Folk Songs was an apt musical description of the seasons, complete with a cold-sounding spring, jubilant summer, dance-like autumn, and festive winter. For Nonsensical Songs, composer Carter took poems by Edward Lear, Lewis Carroll, and an anonymous author (to which Carter himself added a few stanzas) and set them to eccentric melodies with fun instrumentation, including a saxophone, whistles, muted trumpets, and sharp block strikes. The vocalists obviously enjoyed singing the strange words as much as we enjoyed hearing them. The playful waves of “They Went to Sea in a Sieve,” the warm, smooth-textured harmonies of “Beautiful Soup,” and the heavy flight of “The Elephant Is a Bonnie Bird” combined for a fun trip to a world very different from our own.
Carter was in attendance at the concert and, after receiving his own applause and acclamation, lauded the children’s chorus and its conductor, Steven Jobman, for a well-executed performance.
The journey into the imagination proceeded with an imaginary visit to an art gallery where the orchestra brought each artistic work to life. For Modest Mussorgsky’s Pictures at an Exhibition, the lights dimmed and a huge screen descended behind the musicians onto which pictures were projected. A tribute to Mussorgsky’s artist friend, Victor Hartmann, the piece contains 11 disparate movements connected by the “promenade,” a recurring interlude symbolic of the short walk between works in an art exhibit.
The first movement was a portrayal of The Gnome, a rough picture of a short being with large eyes and twisted body. As the orchestra performed the scurrying, harsh, straining piece, the picture took on an ominous quality, and I could really imagine the painful, heavy walk of the subject.
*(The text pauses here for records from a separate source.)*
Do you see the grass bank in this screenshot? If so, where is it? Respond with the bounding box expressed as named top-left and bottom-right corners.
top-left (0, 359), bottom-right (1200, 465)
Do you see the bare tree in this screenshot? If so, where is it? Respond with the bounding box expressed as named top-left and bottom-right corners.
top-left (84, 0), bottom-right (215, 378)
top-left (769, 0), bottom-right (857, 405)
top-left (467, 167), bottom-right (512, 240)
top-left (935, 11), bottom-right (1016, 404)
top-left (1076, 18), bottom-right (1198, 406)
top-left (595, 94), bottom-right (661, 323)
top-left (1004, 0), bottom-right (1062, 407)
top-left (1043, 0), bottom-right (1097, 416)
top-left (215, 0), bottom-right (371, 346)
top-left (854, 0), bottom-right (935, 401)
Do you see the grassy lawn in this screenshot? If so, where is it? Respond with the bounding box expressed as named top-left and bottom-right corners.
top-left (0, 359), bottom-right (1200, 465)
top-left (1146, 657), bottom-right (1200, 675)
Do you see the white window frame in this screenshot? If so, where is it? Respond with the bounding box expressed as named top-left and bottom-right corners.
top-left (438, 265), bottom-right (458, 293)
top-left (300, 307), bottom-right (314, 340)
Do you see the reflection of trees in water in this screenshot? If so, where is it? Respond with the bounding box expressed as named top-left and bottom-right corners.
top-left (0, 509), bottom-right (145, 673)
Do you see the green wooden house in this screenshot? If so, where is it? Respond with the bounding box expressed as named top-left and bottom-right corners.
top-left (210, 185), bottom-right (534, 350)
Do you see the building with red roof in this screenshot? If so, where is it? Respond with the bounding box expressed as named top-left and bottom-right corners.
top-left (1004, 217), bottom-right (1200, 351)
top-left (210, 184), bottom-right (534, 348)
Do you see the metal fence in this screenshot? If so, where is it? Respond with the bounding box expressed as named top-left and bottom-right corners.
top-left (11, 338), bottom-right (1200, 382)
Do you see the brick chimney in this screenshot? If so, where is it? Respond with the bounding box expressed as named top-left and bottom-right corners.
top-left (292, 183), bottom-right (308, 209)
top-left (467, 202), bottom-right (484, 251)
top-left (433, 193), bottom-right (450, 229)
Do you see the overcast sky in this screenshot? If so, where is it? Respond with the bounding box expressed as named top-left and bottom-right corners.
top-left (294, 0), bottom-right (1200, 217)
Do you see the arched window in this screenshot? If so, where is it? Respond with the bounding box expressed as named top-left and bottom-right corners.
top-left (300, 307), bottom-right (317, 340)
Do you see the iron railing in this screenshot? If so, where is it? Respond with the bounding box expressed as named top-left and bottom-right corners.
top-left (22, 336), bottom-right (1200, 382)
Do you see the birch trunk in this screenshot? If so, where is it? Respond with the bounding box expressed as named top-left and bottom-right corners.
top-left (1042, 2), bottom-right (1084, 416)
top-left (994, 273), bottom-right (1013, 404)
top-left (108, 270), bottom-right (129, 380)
Next, the orchestra portrayed the cold background of The Castle, while a saxophone brought the only human element, a blurry man, to life with a soulful melody. The trodding brass of Bydlo, or “The Ox Cart,” began faintly, and as it passed became painfully loud, complete with snares and cymbals until it receded once again over the horizon. Catacombs was another of my favorites, full of deep, foreboding brass chords. Other movements were descriptions of artwork portraying disparate subjects from a marketplace, in which women haggled, to a Ballet of Unhatched Chicks, in which children dressed up as half-hatched chickens made an uncanny appearance. The final movement, The Great Gate of Kiev, started as a powerful hymn-like piece that crescendoed and dropped to nothing several times before the final triumphant chords shook the hall.
After the final notes died away, I heard the young girl behind me breathe, “That was cool,” and I agree wholeheartedly. The audience demanded an encore, and the Quad City Symphony performed a short, dance-like melody, featuring a beautiful unison cello section solo.